代写 C python Homework Programming Assignment

Homework Programming Assignment
Due: Tuesday, February 26th at 11:00pm

In this assignment, you will be implementing a support vector machine to classify an Australian weather dataset.

Part 0: Data Preprocessing
The data set has features of related weather metrics per day and your goal is to predict whether or not it will rain the next day. We have already processed the data for you (for part 1). You only need to split the data into training and testing (for part 2). You will be using the same data for parts 1 and 2 of this assignment.
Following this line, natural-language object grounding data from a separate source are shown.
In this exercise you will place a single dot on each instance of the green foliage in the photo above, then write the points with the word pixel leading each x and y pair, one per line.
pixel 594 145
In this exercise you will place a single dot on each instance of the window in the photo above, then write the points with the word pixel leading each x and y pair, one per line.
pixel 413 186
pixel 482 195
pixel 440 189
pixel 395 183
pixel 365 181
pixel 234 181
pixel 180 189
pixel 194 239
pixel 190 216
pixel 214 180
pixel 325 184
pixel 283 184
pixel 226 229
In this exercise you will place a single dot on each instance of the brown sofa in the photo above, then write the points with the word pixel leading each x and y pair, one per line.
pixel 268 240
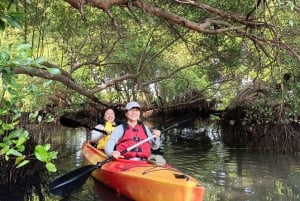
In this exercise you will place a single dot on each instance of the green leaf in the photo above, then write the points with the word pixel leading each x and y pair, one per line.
pixel 47 146
pixel 2 25
pixel 52 154
pixel 54 71
pixel 4 149
pixel 13 22
pixel 24 162
pixel 38 60
pixel 13 152
pixel 40 153
pixel 51 167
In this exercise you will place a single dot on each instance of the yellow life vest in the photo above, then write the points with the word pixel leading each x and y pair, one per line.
pixel 109 127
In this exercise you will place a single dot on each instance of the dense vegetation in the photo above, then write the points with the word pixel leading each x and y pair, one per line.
pixel 66 54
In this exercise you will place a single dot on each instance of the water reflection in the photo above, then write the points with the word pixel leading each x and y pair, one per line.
pixel 227 174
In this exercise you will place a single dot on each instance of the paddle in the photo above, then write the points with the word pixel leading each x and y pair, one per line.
pixel 67 183
pixel 75 124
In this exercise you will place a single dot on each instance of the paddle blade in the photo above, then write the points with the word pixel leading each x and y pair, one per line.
pixel 69 182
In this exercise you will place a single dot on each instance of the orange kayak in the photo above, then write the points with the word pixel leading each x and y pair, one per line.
pixel 142 181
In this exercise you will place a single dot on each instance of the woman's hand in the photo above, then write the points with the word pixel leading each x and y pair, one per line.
pixel 116 154
pixel 156 133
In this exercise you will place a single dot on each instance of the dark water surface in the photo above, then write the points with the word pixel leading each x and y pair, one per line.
pixel 227 174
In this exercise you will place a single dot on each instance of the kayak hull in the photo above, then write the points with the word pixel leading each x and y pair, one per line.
pixel 142 181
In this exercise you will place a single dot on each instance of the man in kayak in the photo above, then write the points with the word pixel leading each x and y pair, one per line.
pixel 107 123
pixel 130 133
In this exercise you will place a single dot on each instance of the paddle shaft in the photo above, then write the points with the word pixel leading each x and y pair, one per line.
pixel 75 124
pixel 76 178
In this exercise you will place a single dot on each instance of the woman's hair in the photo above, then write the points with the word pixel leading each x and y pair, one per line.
pixel 100 119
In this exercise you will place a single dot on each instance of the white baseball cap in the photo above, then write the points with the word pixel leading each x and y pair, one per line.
pixel 132 104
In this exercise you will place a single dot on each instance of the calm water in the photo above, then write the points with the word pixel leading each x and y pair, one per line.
pixel 227 174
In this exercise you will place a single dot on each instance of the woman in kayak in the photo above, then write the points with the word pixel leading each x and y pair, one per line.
pixel 130 133
pixel 108 124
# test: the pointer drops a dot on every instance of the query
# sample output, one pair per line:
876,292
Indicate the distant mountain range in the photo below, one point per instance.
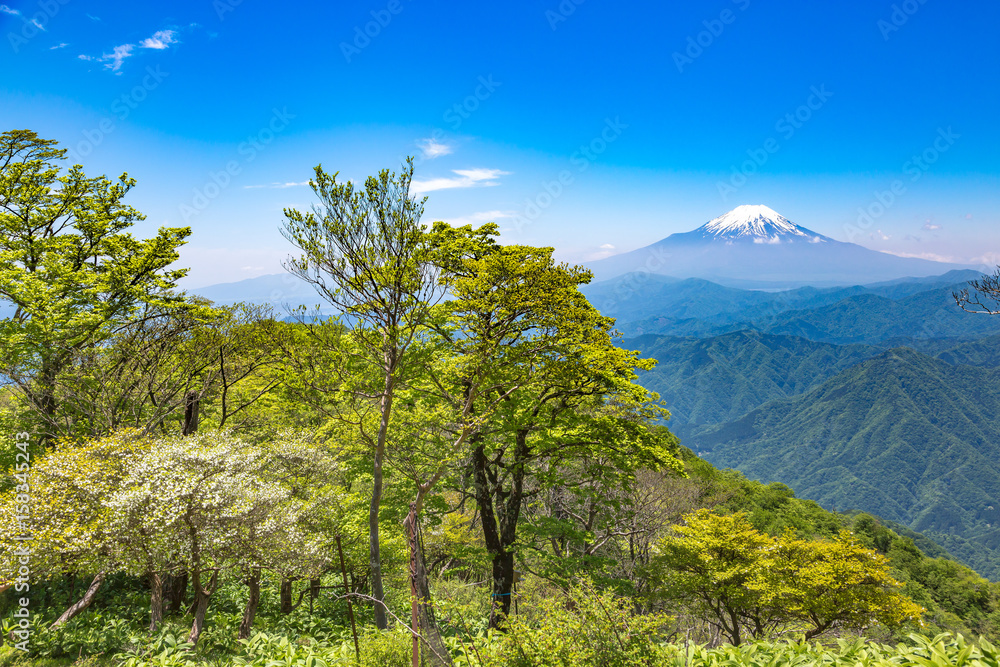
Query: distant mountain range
882,398
868,389
903,435
753,245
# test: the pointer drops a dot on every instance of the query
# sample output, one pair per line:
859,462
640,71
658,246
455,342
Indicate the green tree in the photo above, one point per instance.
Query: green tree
365,253
823,584
536,374
68,265
751,585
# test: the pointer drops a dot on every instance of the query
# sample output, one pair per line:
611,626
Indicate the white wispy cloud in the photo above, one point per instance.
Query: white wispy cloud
932,256
467,178
276,186
480,217
13,12
433,149
161,39
113,61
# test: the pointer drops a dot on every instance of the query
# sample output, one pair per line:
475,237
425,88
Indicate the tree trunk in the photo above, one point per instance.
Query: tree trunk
253,583
500,526
314,588
190,413
83,603
286,595
201,598
155,602
176,592
422,611
381,620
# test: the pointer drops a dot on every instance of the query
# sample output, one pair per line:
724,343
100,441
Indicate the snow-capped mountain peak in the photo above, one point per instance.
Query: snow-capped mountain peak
752,220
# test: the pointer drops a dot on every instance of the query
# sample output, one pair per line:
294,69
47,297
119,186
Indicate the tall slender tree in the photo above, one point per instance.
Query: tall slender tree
68,265
365,252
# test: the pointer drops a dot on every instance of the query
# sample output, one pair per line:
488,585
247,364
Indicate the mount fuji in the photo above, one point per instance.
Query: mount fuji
754,245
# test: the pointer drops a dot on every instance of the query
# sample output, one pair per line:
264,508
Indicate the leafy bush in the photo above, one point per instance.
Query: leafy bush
581,628
387,649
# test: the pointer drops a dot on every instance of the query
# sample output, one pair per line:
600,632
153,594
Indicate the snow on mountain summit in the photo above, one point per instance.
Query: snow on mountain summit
753,221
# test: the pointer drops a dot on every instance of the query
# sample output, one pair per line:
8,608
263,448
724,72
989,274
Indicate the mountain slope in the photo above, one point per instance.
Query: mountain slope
755,243
862,317
713,380
903,435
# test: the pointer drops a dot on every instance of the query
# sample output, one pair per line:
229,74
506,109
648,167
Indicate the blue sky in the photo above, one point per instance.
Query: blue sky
589,126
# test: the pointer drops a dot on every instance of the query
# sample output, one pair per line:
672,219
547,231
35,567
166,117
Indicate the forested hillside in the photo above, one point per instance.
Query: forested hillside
909,434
Part 1: Support Vector Machine
Your task will be to implement a support vector machine from scratch only in python.

We have provided a file called svm.py that contains a minimal amount of stencil. Do not modify the stencil; otherwise, your submission will be incompatible with the autograder. You are permitted to add additional class variables and functions, but do not edit the existing class variables. You can check your implementation using keras, sklearn or another python library. However, when we grade your implementation, we will remove libraries that provide pre-built implementations.

Support Vector Machine (svm.py):
You will see three functions and a two classes with a predict method: LinearSVM and SVM. Your SVM will take the kernel function (linear, radial basis function/gaussian, and polynomial), and C as input. Similar to the logistic regression, we will be using the predict method in your model to evaluate the accuracy. We have also provided you with a quadratic program solver that you can use inside the train function. Although you should implement both SVM and LinearSVM, you will want to use LinearSVM on this data set, because forming the kernel matrix is very computationally expensive when there are tens of thousands of rows.

Tips and Hints
• Test your implementation against other implementations and see how it compares (e.g., SVM from sklearn).
• Split up functions in a logical way that makes it easy to write unit tests. Test that each of your functions is outputting the correct information given known input/output.
• Use small inputs to test and debug your models. Try creating your own dataset.
• Try visualizing the output of your model; is it what you expected?

Grading:
• SVM:
• Linear Kernel Accuracy >= 84%
• Radial Basis Kernel Accuracy >= 83%
• Polynomial Kernel Accuracy >= 76%
• Code Review (PEP8 style and some comments)

Handin:
For the programming assignment, run the cells that save your models as .h5 files.